Niels Kristian Iversen. Foto: Radek Kalina/Stal Gorzów
Share on facebook
Share on twitter
Share on linkedin
Share on email
Share on whatsapp

Niels Kristian Iversen po fatalnym karambolu podczas niedzielnego spotkania półfinałowego PGE Ekstraligi trafił do szpitala, gdzie przechodzi kompleksowe badania. Duńczyk planowo ma zostać wypisany we wtorek, ale nie wiadomo, czy będzie w stanie pomóc Stali w finałowym dwumeczu z Fogo Unią Leszno.

– Niels Kristian Iversen dziś przebywa w szpitalu, wszystko wygląda bardzo dobrze, przechodzi badania. Na chwilę obecną rzeczy niepokojących nie wykryto, najprawdopodobniej zostanie jutro wypuszczony do domu – poinformował klub z Gorzowa.

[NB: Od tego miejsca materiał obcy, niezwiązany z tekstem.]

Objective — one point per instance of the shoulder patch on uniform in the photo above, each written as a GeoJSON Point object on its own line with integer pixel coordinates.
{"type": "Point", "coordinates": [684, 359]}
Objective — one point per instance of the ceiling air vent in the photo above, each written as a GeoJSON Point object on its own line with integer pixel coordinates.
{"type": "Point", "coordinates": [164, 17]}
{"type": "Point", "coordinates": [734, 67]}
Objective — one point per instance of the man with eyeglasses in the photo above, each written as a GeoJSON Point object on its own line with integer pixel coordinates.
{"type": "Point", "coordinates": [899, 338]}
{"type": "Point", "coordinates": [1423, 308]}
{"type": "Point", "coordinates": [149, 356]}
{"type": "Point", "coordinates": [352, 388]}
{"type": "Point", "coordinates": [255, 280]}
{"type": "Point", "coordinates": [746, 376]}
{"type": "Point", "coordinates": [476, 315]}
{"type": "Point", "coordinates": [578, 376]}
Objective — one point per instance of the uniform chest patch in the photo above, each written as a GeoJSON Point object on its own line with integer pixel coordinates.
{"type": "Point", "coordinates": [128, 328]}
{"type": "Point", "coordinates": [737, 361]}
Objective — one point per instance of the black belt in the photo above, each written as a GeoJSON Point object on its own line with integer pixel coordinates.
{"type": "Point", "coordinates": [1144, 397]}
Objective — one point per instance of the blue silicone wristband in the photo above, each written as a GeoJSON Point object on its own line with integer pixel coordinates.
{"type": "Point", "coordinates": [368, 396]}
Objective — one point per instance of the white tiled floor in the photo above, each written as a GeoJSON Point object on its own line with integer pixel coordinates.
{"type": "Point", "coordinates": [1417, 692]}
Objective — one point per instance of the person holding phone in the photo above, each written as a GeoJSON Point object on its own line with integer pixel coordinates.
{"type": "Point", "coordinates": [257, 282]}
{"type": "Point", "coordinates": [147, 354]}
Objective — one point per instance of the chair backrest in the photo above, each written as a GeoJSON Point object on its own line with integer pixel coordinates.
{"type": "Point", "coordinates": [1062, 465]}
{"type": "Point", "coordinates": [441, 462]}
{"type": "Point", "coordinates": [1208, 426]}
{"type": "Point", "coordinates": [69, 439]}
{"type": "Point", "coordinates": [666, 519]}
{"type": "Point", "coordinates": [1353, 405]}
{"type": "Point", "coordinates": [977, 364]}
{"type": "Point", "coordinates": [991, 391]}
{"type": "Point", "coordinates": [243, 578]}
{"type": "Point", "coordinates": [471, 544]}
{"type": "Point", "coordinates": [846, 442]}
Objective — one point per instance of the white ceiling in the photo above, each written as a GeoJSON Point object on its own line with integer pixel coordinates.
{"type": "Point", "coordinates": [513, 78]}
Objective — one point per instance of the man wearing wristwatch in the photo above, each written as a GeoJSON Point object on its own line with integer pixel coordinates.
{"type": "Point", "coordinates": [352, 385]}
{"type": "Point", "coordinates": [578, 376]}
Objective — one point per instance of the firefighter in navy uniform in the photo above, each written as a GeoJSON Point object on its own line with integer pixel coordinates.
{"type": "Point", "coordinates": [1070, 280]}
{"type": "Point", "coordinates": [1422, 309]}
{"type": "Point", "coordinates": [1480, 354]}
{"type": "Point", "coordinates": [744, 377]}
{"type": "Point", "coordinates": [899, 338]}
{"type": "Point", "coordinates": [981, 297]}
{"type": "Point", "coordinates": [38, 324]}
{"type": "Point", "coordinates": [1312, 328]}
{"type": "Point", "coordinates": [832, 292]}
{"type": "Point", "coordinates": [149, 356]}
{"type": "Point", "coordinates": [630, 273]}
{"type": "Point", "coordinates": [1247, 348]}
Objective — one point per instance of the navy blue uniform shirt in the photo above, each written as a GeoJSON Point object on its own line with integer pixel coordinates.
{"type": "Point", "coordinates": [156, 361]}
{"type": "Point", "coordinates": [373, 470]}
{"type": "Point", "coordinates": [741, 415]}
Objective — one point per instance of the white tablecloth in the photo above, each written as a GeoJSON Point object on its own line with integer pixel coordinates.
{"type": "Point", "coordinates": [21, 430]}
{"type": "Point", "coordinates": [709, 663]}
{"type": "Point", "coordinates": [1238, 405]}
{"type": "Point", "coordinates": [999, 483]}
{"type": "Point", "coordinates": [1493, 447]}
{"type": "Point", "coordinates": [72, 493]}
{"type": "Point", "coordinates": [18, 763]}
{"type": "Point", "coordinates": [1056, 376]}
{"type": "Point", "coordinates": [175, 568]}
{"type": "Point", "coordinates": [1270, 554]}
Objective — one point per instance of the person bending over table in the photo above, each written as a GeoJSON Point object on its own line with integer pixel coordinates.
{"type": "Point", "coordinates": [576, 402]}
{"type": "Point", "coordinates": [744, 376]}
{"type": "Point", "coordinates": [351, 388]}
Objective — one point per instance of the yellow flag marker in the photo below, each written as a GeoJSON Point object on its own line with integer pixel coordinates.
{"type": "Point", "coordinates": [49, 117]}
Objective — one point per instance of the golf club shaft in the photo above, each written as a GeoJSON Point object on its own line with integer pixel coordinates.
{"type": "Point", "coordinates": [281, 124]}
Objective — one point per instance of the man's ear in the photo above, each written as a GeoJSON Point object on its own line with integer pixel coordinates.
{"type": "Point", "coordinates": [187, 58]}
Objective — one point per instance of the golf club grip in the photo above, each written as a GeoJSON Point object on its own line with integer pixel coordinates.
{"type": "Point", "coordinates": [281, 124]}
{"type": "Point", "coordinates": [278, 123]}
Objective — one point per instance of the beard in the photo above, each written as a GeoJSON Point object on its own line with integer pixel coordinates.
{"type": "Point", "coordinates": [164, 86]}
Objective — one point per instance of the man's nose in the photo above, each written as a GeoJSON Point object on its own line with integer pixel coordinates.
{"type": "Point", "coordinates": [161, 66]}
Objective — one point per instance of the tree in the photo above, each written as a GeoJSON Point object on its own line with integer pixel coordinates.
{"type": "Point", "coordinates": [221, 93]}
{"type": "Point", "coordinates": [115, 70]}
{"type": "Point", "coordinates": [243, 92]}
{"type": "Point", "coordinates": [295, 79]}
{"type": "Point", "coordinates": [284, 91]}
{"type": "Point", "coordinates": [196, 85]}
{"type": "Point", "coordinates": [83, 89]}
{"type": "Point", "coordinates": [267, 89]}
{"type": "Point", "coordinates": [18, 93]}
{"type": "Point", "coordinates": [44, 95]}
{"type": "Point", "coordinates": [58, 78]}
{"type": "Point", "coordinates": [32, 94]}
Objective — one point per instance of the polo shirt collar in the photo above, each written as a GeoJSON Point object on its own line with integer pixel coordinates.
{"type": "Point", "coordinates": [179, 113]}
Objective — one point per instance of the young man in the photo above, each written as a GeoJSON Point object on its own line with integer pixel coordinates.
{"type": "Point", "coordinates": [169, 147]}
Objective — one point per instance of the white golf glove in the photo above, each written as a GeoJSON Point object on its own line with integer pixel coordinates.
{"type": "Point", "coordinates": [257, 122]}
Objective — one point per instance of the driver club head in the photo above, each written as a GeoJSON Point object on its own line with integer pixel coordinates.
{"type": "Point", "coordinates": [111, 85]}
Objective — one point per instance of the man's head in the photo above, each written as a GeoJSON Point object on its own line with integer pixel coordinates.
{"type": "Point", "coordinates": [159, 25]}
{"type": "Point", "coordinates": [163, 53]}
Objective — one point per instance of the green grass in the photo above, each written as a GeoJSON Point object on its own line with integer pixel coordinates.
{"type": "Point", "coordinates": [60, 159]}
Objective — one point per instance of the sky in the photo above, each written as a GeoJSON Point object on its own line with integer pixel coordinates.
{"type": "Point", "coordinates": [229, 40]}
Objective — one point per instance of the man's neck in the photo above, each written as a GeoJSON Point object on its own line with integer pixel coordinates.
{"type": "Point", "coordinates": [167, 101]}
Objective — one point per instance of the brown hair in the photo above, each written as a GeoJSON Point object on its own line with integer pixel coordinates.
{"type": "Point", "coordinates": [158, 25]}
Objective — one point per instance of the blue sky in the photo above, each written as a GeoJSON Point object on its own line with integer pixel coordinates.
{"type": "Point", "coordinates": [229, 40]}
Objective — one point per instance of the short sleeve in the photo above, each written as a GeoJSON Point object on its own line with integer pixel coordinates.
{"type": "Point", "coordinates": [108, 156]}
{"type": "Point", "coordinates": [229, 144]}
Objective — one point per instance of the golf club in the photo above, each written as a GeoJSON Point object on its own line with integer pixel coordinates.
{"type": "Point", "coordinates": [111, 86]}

Iversen ma za sobą bardzo ciężki weekend, bo najpierw w sobotę zanotował fatalny upadek podczas Grand Prix, kiedy przeleciał przez kierownicę i głową uderzył o tor. Dzień później w Gorzowie Wielkopolskim podczas meczu półfinałowego zanotował uślizg jadąc przed Taiem Woffiendem. Ten właśnie uślizg był przyczyną poważnego wypadku, bo Brytyjczyk po prostu przejechał do Iversenie.

I choć Iversen został oceniony jako zdolny do dalszej jazdy, to zdecydowanie zdolny nie był, bo sprawiał wrażenie oszołomionego. Zresztą Ekstraliga Żużlowa zaleciła gorzowianom, by lekarz niedzielnych zawodów swojej funkcji już nie pełnił.

Jeśli Niels Kristian Iversen nie będzie w stanie wziąć udział w piątek i niedzielę w finale PGE Ekstraligi, sztab szkoleniowy Stali najpewniej postawi na Krzysztofa Kasprzaka. Zawodnik ten jest już po słowie z GKM-em Grudziądz, a ostatni raz w barwach Stali pojechał 2 września, w meczu przeciwko RM Solar Falubazowi Zielona Góra. Zdobył wówczas 3 punkty i bonus.